Kerouac a fait très peu de littérature, finalement, très peu d'existentialisme aussi, mais beaucoup témoigné pour tous, sans beaucoup d'exception, lui qui célébra le clochard américain – non dans le mythe américain mais dans la réalité du vécu mythifié, ce qui est très différent – on peut même dire transcendé à la manière de ces errants éternels, non d'une consommation de surface de cette errance, mais de Dieu, sorte de judéité universelle de son aventure intérieure ou de quête de hèros-moines éternels d'un Orient ou d'une Celtie de force et spiritualité d'exception, dont un « extrémisme » ramolli et démagogue fit son fiel soixante-huitard.
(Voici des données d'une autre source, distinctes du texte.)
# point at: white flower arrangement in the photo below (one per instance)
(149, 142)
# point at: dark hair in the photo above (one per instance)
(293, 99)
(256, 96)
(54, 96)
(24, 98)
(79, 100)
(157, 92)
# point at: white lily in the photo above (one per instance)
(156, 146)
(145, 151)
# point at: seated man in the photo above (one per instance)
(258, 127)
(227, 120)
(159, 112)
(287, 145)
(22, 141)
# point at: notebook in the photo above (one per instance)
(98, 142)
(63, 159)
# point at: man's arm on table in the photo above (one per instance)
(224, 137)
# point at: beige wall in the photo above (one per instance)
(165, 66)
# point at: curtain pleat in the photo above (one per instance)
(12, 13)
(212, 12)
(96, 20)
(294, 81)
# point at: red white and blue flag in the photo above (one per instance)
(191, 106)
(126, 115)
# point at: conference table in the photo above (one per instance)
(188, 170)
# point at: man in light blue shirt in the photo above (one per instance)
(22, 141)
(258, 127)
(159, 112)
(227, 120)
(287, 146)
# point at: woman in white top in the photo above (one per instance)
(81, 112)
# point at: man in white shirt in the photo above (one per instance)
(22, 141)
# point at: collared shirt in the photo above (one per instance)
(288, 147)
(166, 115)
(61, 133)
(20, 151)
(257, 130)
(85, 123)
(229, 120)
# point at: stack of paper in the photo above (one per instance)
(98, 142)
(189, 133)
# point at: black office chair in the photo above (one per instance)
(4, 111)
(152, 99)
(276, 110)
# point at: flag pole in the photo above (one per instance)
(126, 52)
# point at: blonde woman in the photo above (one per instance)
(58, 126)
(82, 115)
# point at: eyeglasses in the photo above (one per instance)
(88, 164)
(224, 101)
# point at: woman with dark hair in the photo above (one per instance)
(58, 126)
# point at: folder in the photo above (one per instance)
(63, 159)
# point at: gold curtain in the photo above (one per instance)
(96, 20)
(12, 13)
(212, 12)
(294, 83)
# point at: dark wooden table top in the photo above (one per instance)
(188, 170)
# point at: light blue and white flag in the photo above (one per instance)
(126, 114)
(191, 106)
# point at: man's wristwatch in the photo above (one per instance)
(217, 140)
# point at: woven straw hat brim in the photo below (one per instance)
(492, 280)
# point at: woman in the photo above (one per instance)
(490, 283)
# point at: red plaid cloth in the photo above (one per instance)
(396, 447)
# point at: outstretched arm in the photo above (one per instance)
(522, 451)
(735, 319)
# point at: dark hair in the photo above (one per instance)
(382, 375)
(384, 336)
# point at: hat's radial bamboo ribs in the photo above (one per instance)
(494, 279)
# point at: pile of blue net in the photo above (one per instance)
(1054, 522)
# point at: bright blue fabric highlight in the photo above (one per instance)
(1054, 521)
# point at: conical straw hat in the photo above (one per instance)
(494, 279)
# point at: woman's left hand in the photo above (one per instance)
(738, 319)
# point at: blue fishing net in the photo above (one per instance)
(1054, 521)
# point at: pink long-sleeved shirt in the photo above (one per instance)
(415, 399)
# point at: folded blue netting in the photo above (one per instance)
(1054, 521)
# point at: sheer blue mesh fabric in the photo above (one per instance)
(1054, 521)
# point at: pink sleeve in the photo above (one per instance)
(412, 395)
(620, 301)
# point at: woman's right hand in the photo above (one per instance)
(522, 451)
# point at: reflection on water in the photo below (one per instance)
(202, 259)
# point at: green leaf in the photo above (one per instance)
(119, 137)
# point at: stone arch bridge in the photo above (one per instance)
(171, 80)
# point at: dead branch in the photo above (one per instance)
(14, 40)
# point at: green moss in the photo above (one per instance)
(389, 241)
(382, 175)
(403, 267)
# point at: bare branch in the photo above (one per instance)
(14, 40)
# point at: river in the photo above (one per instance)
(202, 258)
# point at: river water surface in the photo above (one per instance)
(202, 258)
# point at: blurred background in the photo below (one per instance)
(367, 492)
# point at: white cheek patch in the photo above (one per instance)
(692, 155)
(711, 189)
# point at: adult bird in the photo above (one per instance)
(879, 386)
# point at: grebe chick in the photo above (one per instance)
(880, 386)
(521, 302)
Pourquoi la vérité nue des gens ordinaires de la démocratie américaine aurait-elle due demeurer cachée ou être amendée et alignée sur les principes utilitaristes d'un puritanisme exterminateur ? Ce qu'on ne lui pardonna pas fut d'abord d'avoir tant témoigné sans juger sur cette vérité cachée de gens. Gens ordinaires qu'il aimait et admirait si simplement, que le meilleur, réduit au silence, de l'Amérique a toujours reconnu, mais sans pouvoir vraiment le dire ou le chanter ouvertement – avec l'ivresse joyeuse et libre qui va avec, malgré toute la pub des voyagistes. Sa revanche est d'être éternellement aimé, toutes générations et illusions confondues, à travers le temps et les livres.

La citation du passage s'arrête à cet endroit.